Жизненная драма Унамуно заключалась в том, что мир между жизнью и мертвой идеей, верой и разумом, жаждой всей полноты бытия, бессмертия, и скептически взирающим на эти порывы безумной страсти интеллектом невозможен. Невозможно примирить и совместить в своей душе христианство как религию Закона, «служение смертоносным буквам», в которое оно неизбежно обращается, будучи делом культуры, с «христианскостью», живой, благодатной верой, «служением духа», созидающим невидимую Церковь во Христе, Церковь не от мира сего. Но христианин должен жить в мире, в обществе и культуре, и потому он должен жить в агонии, в трагической внутренней борьбе «без победы и без надежды на победу», ибо в этом мире антиномия разума и веры, Закона и Багодати неразрешима. Бесполезно бежать от мира, ибо тот, кто бежит от мира, уносит его в себе, но невозможно и примириться с миром, положившись на Закон, ибо Закон не спасает, а сердцу с его беззаконной и противоразумной жаждой вечной жизни – этим чувством, взыскующим Бога, – не прикажешь. В душе Унамуно боролись интеллектуал, человек культуры, и христианин, человек, страстно жаждущий жизни в Духе и Свободе. В его душе боролись Ренессанс и Средневековье, Реформа и католицизм, анархизм и этатизм, либерализм и консерватизм. Но все это возгонялось в его душе в трагическое столкновение Савла и Павла, в трагедию распятия Христа, которая была жизненной драмой ап. Павла, тем более трагичной, что он сам продолжал распинать Его («Савл! что ты гонишь Меня?» Деян. IX: 4). В его душе боролся Унамуно-персонаж, вымышленное существо, с Богом-автором, Творцом, взывая: «Скажи имя Твое!».[13]

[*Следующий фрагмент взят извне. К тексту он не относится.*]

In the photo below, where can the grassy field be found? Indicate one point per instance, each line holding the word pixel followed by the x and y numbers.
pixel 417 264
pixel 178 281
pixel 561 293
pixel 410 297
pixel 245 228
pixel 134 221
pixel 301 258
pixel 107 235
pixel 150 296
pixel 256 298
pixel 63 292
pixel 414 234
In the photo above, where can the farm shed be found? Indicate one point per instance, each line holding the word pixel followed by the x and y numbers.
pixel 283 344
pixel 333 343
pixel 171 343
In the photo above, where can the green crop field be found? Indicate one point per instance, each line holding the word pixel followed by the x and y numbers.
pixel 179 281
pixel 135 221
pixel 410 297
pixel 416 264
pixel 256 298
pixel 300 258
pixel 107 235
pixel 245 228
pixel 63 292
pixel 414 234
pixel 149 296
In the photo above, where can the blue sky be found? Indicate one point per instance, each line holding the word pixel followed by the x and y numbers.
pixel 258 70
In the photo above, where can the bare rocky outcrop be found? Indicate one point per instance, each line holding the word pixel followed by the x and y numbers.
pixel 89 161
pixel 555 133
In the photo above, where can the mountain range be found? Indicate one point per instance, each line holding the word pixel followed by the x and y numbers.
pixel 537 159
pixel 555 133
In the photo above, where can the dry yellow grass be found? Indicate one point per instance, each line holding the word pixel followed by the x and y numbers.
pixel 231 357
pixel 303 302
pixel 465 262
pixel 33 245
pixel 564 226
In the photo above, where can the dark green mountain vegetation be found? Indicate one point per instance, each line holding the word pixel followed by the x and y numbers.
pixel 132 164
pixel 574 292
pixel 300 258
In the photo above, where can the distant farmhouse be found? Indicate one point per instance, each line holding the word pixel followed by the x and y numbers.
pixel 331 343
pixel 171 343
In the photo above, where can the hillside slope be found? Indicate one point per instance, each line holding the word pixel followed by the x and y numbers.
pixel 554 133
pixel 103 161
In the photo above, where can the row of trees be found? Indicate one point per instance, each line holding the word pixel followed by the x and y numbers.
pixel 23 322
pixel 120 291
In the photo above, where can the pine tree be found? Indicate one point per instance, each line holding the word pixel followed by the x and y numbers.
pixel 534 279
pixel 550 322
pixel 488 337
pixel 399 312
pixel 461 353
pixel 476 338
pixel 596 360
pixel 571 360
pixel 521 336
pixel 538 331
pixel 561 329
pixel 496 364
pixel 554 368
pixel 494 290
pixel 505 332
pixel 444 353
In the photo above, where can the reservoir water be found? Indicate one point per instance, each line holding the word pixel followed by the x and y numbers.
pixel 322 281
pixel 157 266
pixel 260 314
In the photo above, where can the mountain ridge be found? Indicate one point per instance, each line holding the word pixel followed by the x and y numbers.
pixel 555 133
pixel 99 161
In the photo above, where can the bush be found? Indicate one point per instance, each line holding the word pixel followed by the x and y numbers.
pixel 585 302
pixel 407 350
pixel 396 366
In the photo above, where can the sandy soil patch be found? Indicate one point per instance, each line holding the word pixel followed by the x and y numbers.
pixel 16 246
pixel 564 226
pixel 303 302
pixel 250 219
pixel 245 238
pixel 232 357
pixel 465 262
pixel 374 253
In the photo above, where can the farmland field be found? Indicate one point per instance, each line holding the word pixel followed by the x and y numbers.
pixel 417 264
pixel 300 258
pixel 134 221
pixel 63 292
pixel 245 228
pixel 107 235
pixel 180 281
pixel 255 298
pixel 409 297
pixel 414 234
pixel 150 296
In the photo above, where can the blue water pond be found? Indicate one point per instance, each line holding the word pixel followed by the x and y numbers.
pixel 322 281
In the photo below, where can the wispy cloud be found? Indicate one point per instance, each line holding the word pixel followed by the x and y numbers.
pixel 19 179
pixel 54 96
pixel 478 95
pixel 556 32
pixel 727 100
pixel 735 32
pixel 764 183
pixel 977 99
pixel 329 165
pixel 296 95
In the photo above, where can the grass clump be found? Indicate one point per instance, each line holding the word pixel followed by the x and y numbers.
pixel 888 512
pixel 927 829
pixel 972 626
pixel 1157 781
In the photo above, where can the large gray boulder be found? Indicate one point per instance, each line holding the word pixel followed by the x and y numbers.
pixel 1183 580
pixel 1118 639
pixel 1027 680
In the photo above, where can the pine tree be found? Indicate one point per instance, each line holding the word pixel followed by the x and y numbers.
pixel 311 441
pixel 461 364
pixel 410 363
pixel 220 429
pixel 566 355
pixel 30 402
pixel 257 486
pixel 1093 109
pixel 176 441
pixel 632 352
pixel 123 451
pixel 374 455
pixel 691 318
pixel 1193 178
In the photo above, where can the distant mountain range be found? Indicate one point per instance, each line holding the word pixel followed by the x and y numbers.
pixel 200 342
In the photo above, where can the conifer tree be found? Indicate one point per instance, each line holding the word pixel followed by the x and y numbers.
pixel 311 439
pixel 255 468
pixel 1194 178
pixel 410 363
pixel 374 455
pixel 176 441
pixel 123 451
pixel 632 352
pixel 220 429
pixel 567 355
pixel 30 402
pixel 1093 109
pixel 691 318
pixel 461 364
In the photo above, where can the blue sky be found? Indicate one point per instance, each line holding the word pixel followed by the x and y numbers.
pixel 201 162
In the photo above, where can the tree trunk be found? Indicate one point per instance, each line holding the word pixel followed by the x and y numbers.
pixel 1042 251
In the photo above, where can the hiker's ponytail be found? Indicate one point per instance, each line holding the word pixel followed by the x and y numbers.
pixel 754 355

Требование «умереть для закона… чтобы служить Богу в обновлении духа, а не по ветхой букве» (Рим. VII: 4, 6), Унамуно воспринимает как требование не уклоняться от трагедии, пытаясь примирить эти несовместимые системы ценностей. Мы не должны пытаться избежать трагедии, отдав предпочтение одному из тезисов антиномии – закона (разума) или благодатной веры, избрав либо рационализированную, узаконенную «теологической адвокатурой» веру, либо слепую, нерассуждающую, «веру тупых угольщиков», напротив, принимая всю полноту трагической несовместимости разума и веры, мы должны пребывать в противоречии и жить им, оставаясь на уровне трагического смысла этой антиномии, не бежать трагедии, но возгонять ее до высшей степени, поднимая душу на новую, высшую ступень благодати, открывающую новые, трансцендентные миру, обществу и культуре, святыни и ценности «жизни непрестающей». Путь к спасению, к «жизни непрестающей» лежит через распятие разума и воли, через трагическую веру, веру-неуверенность, только она является творческой силой, только она творит жизнь. А жизнь-жизнь полная и вечная – это и есть то, в чем мы более всего нуждаемся.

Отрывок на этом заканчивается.